The defendant does not face a lengthy term of imprisonment if found guilty but placed in context of the case in which he became a fugitive, he does face a lengthy sentence if convicted in that case.
At the detention hearing held on March 29, 2015, the United States was represented by Assistant United States Attorney Jose Contreras; the defendant was represented by attorney Juan Matos-De Juan. Parties have been fully heard by extensive proffer, which included the delicate health of the defendant and the light sentence he faces if convicted of the fugitive charges. Family members were present in court.
Considering the fact that the defendant pulled a disappearing act and sailed to the Dominican Republic when he should have *27appeared in court as agreed, and has been absent from the jurisdiction since, the information clearly gravitates toward of finding that he is a risk of flight. That he suffered a catastrophic accident while in the Dominican Republic does not add anything favorable to the equation. United States v. Berrios, 2014 WL 3513233 at *7 n. 9 (D.P.R. June 14, 2014); cf. United States v. Latulippe, 2008 WL 2704230 (D.N.H. July 3, 2008). As a ward of the Bureau of Prisons, the defendant will receive the medical attention he requires while in custody. The United States Probation Office learned of his maladies upon his recent arrest, not from him previously, and not from family members who either also disappeared from sight, or lost contact with him altogether.
The defendant was indicted in 2007, became a fugitive in 2010 and has been in nearby Hispaniola since, a fugitive from American justice. See e.g. United States v. Bethea, 763 F.Supp.2d 50, 54 (D.D.C.2011). I will not bring owls to Athens.

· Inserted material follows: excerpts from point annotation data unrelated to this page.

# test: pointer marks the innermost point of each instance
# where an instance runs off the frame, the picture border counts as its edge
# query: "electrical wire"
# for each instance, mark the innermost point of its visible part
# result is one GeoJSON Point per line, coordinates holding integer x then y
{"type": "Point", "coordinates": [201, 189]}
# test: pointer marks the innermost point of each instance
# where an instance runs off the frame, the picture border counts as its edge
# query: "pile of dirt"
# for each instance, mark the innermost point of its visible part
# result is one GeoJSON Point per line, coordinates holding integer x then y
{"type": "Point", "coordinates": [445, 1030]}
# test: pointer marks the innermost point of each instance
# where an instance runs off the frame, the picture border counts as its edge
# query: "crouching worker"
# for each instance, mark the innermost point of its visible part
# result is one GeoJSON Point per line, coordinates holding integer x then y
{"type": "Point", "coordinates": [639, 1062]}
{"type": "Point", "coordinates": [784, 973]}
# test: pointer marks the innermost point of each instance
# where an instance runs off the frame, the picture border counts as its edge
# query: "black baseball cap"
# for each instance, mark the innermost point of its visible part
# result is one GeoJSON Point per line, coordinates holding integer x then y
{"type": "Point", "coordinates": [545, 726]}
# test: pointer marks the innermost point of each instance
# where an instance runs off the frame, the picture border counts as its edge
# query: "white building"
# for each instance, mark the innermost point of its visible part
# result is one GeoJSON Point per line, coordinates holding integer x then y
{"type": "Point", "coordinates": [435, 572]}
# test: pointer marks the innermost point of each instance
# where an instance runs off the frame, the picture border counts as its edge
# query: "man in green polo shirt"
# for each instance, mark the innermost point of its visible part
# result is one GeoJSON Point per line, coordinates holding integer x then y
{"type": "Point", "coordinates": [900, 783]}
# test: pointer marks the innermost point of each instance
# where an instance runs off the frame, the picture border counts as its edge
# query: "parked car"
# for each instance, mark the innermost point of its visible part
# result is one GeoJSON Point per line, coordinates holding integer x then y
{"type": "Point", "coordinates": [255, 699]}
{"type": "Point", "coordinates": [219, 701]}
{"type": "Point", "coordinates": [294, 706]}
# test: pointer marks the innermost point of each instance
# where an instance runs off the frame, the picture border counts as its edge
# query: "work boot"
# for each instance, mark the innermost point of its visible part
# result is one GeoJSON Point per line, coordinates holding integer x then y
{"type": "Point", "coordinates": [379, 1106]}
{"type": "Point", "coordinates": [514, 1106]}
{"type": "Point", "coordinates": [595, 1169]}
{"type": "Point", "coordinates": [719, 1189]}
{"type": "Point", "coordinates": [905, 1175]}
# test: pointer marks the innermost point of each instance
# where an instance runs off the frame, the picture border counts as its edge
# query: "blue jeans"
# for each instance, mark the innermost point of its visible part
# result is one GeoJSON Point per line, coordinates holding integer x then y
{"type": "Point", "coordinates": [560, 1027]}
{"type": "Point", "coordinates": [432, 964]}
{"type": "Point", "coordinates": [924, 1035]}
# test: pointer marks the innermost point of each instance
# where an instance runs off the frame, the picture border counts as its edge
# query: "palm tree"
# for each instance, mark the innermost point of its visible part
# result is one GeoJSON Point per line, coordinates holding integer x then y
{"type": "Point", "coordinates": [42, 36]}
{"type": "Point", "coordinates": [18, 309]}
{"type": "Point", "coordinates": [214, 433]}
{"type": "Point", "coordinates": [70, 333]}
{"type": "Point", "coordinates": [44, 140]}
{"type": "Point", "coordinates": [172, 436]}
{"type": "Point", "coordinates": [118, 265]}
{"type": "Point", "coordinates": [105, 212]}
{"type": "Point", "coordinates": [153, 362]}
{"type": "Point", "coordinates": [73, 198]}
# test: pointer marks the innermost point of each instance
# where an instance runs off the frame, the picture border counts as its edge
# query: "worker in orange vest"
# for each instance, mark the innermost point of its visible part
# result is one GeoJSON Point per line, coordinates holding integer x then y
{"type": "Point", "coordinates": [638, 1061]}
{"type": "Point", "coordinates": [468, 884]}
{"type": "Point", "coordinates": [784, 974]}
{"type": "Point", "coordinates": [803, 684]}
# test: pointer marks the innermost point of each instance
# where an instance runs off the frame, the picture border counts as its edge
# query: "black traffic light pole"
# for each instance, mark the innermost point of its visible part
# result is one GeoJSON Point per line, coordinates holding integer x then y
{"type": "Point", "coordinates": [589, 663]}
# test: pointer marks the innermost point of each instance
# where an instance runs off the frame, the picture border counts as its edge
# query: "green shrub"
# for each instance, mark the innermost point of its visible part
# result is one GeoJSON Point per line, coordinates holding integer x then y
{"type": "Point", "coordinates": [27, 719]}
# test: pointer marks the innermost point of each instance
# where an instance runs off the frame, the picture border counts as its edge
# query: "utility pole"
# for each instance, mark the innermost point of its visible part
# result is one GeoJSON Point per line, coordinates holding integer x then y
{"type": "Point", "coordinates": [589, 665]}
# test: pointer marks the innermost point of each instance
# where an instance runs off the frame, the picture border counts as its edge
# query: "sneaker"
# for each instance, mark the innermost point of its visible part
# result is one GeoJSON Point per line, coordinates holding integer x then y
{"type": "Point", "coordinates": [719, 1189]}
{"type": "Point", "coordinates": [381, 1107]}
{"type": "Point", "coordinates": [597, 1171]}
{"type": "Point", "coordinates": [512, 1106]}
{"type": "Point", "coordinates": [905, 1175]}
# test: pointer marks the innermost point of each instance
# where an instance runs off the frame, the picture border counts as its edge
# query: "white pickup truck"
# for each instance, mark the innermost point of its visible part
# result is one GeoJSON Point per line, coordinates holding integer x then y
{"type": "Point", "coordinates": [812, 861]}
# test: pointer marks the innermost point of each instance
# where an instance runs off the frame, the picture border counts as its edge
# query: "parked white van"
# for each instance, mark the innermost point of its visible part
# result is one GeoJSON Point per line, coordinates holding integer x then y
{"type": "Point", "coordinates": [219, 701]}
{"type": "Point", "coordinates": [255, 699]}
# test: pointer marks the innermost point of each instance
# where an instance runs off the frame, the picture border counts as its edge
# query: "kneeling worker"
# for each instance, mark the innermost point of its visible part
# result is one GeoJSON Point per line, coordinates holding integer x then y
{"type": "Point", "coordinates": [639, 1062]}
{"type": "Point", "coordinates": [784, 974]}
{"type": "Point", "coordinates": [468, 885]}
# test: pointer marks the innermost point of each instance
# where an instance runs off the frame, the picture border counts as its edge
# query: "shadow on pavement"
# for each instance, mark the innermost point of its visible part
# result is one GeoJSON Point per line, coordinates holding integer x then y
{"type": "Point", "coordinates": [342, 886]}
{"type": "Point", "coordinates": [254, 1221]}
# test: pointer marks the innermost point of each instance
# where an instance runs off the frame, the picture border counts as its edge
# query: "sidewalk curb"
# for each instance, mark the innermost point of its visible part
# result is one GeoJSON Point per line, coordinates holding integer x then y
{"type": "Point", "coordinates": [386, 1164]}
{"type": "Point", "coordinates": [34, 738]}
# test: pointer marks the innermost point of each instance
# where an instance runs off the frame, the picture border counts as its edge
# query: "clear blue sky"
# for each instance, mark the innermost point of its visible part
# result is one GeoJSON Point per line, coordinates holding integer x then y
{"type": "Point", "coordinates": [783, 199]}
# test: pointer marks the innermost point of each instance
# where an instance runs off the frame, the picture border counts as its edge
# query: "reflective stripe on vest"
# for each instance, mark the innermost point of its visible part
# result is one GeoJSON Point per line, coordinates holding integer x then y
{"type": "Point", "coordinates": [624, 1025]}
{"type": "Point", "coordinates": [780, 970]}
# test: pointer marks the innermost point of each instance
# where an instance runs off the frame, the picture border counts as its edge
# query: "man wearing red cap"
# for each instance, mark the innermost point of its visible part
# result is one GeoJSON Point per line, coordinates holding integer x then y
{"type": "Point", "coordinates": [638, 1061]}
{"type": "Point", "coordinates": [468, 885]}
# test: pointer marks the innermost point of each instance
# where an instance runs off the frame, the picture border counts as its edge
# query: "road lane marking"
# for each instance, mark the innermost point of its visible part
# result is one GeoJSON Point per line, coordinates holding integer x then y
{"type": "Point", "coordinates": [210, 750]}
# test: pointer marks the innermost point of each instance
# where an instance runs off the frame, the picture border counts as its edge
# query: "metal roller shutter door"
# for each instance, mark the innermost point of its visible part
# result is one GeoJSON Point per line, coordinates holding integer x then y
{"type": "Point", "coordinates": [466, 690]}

I find that there are no conditions or combination of conditions which will reasonably assure the appearance of the defendant as required. It is therefore
ORDERED that Francisco Guerra-Hernandez be committed to the custody of the Attorney General for confinement in a correction facility, separate, to the extent practicable, from persons awaiting or serving sentences or being held in custody pending appeal. It is further
ORDERED that the defendant continue to be afforded reasonable opportunity to consult with his attorney in private. It is further
ORDERED that on order of the court, or on request of the attorney for the government, the person in charge of the corrections facility in which the defendant is being confined, deliver him to the United States Marshal, or his deputy, for the purpose of an appearance in connection with any proceedings.